I thought, probably naively, that running a second model with fixed  
df, using the value of df found in the first model. I could not  
achieve this with mgcv: its gam function does not seem to accept  
fractional values of df (in my case 8.377).

So I used the gam package and fixed df to 8.377. The P-value I  
obtained was slightly larger than with mgcv (0.03655 instead of  
0.03328), but it is still < 0.05.

Was this a correct way to get around the "underestimated P-level"?

Furthermore, although the gam.check function of the mgcv package  
suggests to me that the gaussian family (and identity link) are  
adequate for my data, I must say the instructions in R help for  
"family" and in Hastie, T. and Tibshirani, R. (1990) Generalized  
Additive Models are too technical for me. If someone knows a  
reference that explains how to choose model and link, i.e. what tests  
to run on your data before choosing, I would really appreciate it.

Thanks in advance,

Denis Chabot
#
On Mon, 26 Sep 2005, Denis Chabot wrote:
No, this won't work.  The problem is the usual one with model selection: 
the p-value is calculated as if the df had been fixed, when really it was 
estimated.

It is likely to be quite hard to get an honest p-value out of something 
that does adaptive smoothing.

 	-thomas
1 day later
#
I only got one reply to my message:
I do not understand this: it seems that a lot of people chose df=4  
for no particular reason, but p-levels are correct. If instead I  
choose df=8 because a previous model has estimated this to be an  
optimal df, P-levels are no good because df are estimated?

Furthermore, shouldn't packages gam and mgcv give similar results  
when the same data and df are used? I tried this:

library(gam)
data(kyphosis)
kyp1 <- gam(Kyphosis ~ s(Age, 4), family=binomial, data=kyphosis)
kyp2 <- gam(Kyphosis ~ s(Number, 4), family=binomial, data=kyphosis)
kyp3 <- gam(Kyphosis ~ s(Start, 4), family=binomial, data=kyphosis)
anova.gam(kyp1)
anova.gam(kyp2)
anova.gam(kyp3)

detach(package:gam)
library(mgcv)
kyp4 <- gam(Kyphosis ~ s(Age, k=4, fx=T),  family=binomial,  
data=kyphosis)
kyp5 <- gam(Kyphosis ~ s(Number, k=4, fx=T),  family=binomial,  
data=kyphosis)
kyp6 <- gam(Kyphosis ~ s(Start, k=4, fx=T),  family=binomial,  
data=kyphosis)
anova.gam(kyp4)
anova.gam(kyp5)
anova.gam(kyp6)


P levels for these models, by pair

kyp1 vs kyp4: p= 0.083 and 0.068 respectively (not too bad)
kyp2 vs kyp5: p= 0.445 and 0.03 (wow!)
kyp3 vs kyp6: p= 0.053 and 0.008 (wow again)
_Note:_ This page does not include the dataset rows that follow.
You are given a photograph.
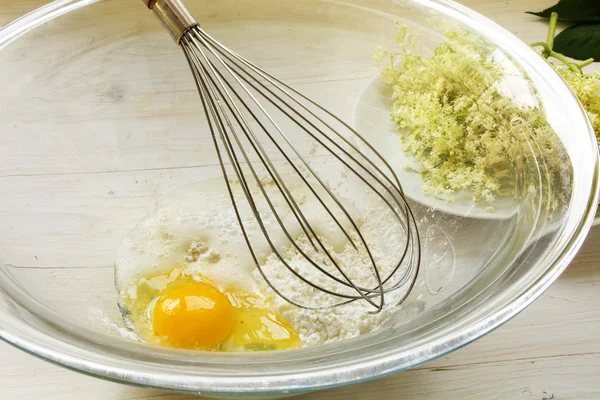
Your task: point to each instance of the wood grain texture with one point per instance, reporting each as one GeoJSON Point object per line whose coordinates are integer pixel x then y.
{"type": "Point", "coordinates": [549, 351]}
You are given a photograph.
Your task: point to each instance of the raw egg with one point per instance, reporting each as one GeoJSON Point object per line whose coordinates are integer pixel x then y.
{"type": "Point", "coordinates": [191, 312]}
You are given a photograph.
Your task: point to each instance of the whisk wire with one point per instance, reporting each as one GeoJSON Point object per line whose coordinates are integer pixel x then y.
{"type": "Point", "coordinates": [223, 80]}
{"type": "Point", "coordinates": [207, 83]}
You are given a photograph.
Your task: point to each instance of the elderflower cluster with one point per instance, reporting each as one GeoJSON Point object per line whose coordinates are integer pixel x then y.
{"type": "Point", "coordinates": [453, 118]}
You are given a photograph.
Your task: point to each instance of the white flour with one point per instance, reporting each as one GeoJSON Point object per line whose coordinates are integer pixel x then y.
{"type": "Point", "coordinates": [196, 221]}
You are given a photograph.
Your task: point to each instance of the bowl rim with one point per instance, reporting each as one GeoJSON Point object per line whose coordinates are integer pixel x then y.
{"type": "Point", "coordinates": [71, 356]}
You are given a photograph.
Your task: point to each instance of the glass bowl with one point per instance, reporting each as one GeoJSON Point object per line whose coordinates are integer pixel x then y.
{"type": "Point", "coordinates": [99, 116]}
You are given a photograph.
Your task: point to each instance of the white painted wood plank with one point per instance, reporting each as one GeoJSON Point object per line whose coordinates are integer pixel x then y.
{"type": "Point", "coordinates": [551, 349]}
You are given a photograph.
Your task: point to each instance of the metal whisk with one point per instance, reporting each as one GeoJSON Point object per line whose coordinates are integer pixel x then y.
{"type": "Point", "coordinates": [260, 128]}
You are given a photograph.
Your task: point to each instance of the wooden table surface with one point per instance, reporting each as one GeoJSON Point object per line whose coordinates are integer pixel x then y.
{"type": "Point", "coordinates": [549, 351]}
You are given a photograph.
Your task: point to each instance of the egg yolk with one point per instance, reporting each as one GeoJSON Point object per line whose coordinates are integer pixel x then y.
{"type": "Point", "coordinates": [196, 316]}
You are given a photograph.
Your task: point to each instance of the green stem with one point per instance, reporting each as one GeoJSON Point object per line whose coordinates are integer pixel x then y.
{"type": "Point", "coordinates": [586, 62]}
{"type": "Point", "coordinates": [545, 49]}
{"type": "Point", "coordinates": [572, 66]}
{"type": "Point", "coordinates": [552, 30]}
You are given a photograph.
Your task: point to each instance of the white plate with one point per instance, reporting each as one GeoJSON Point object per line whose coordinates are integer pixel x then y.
{"type": "Point", "coordinates": [372, 120]}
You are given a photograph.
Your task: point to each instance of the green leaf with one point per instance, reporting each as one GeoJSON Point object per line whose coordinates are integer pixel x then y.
{"type": "Point", "coordinates": [573, 10]}
{"type": "Point", "coordinates": [579, 42]}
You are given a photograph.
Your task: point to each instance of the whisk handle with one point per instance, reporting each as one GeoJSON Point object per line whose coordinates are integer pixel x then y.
{"type": "Point", "coordinates": [173, 15]}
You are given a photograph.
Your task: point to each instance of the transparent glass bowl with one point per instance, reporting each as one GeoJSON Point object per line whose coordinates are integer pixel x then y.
{"type": "Point", "coordinates": [99, 116]}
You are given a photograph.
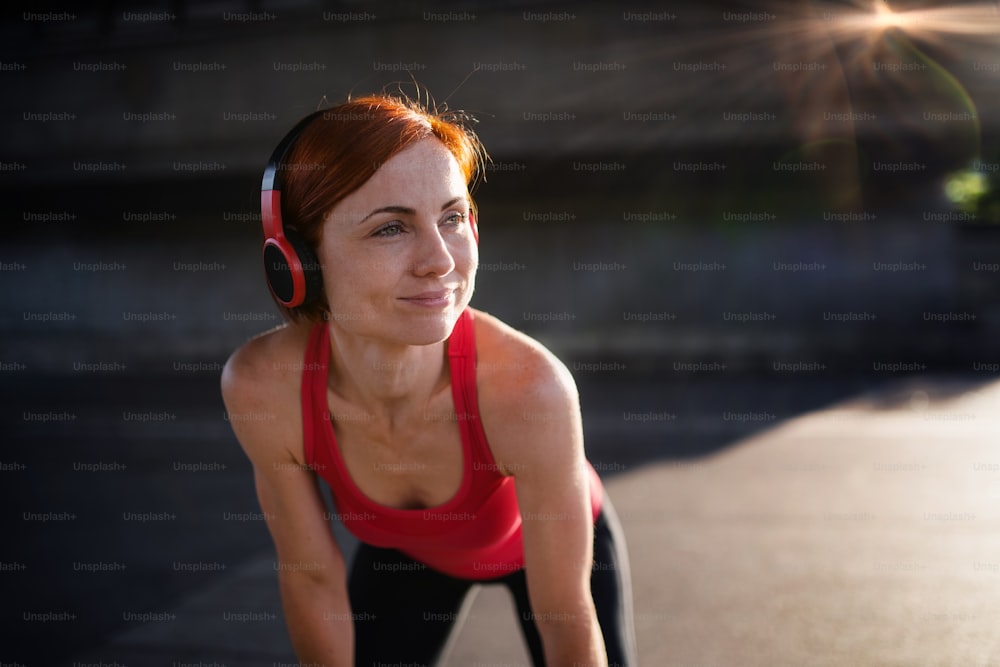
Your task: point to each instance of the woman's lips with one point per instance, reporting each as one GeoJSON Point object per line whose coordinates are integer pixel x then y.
{"type": "Point", "coordinates": [432, 299]}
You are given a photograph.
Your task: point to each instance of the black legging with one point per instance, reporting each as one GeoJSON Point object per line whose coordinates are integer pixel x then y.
{"type": "Point", "coordinates": [405, 612]}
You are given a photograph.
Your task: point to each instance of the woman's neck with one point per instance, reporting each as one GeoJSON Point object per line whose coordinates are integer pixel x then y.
{"type": "Point", "coordinates": [385, 379]}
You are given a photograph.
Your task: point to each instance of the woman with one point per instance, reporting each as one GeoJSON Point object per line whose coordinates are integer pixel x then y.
{"type": "Point", "coordinates": [452, 444]}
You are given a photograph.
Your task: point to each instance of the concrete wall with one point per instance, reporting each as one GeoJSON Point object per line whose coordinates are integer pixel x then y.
{"type": "Point", "coordinates": [588, 213]}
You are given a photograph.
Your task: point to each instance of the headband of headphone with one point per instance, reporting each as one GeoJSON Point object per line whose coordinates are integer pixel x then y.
{"type": "Point", "coordinates": [292, 268]}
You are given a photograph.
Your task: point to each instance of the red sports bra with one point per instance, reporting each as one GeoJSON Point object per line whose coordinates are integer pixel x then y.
{"type": "Point", "coordinates": [474, 535]}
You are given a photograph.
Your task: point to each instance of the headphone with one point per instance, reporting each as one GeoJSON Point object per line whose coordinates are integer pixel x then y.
{"type": "Point", "coordinates": [290, 265]}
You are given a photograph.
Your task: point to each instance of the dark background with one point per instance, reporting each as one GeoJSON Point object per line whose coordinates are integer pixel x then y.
{"type": "Point", "coordinates": [705, 260]}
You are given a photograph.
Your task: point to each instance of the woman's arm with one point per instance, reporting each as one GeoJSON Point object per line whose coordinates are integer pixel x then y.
{"type": "Point", "coordinates": [532, 417]}
{"type": "Point", "coordinates": [311, 568]}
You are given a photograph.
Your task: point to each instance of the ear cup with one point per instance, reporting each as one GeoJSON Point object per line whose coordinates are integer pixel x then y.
{"type": "Point", "coordinates": [292, 270]}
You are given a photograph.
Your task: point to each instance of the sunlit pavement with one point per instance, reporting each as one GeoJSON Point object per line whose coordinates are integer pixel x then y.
{"type": "Point", "coordinates": [864, 533]}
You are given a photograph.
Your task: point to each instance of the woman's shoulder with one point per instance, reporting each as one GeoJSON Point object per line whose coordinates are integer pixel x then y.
{"type": "Point", "coordinates": [269, 356]}
{"type": "Point", "coordinates": [514, 370]}
{"type": "Point", "coordinates": [261, 381]}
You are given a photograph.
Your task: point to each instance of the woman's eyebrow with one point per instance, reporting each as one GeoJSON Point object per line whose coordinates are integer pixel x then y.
{"type": "Point", "coordinates": [405, 210]}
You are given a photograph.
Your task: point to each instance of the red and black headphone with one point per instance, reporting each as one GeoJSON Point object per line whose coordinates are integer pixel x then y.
{"type": "Point", "coordinates": [292, 268]}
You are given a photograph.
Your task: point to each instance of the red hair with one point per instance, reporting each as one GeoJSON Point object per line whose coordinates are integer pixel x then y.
{"type": "Point", "coordinates": [344, 146]}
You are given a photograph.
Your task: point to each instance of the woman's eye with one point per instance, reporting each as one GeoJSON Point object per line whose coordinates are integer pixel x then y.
{"type": "Point", "coordinates": [390, 229]}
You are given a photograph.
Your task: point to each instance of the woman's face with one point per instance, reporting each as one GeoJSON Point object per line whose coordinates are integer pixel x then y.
{"type": "Point", "coordinates": [398, 255]}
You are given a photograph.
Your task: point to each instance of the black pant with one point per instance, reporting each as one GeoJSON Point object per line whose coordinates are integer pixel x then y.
{"type": "Point", "coordinates": [405, 612]}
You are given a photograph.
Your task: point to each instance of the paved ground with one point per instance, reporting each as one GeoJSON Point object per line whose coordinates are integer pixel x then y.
{"type": "Point", "coordinates": [857, 526]}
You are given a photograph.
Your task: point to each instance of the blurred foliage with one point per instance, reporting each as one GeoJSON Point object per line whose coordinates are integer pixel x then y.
{"type": "Point", "coordinates": [977, 191]}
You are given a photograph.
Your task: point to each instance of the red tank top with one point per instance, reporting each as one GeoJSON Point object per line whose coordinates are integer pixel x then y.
{"type": "Point", "coordinates": [474, 535]}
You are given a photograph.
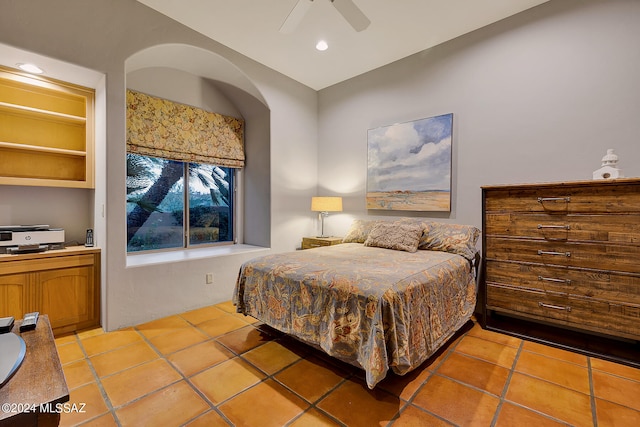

Also if you plot all these you find that the mgcv plots are smoother  
than the gam plots, even the same df are used all the time.

I am really confused now!

Denis

D??but du message r??exp??di?? :
#
Hi Yves,
Le 05-09-28 ?? 11:05, Yves Magliulo a ??crit :
Sorry, I did not see your message last week.
I think I follow you, but how do you "validate"? My fit goes very  
nicely in the middle of the data points and appears fine. In most  
cases p is way smaller than 0.001. I have one case that is bimodal in  
shape and more noisy, and p is only 0.03. How do I validate it, how  
do I check?
It is hard to evaluate the explanations based on the algorithm used  
to fit the data, but it seems to me that the answer, in terms of  
significance of the smooth, should be at least very similar.  
Otherwise, what do you do when an author cites one package? You  
wonder if the fit would have been significant using the other package?
Again, I can see that the p-values could differ a bit considering the  
differences between the 2 packages. But when the differences are huge  
and result in contradictory conclusions, I have a problem. Like you I  
hope more help is forthcoming.

Denis
#
On Wed, 28 Sep 2005, Denis Chabot wrote:

            
Yes. I know this sounds strange initially, but it really does make sense 
if you think about it carefully.

Suppose that Alice and Bob are kyphosis researchers, and that Alice always 
chooses 4df for smoothing Age.  We would all agree that her p-values are 
correct [in fact we wouldn't, but that is a separate issue]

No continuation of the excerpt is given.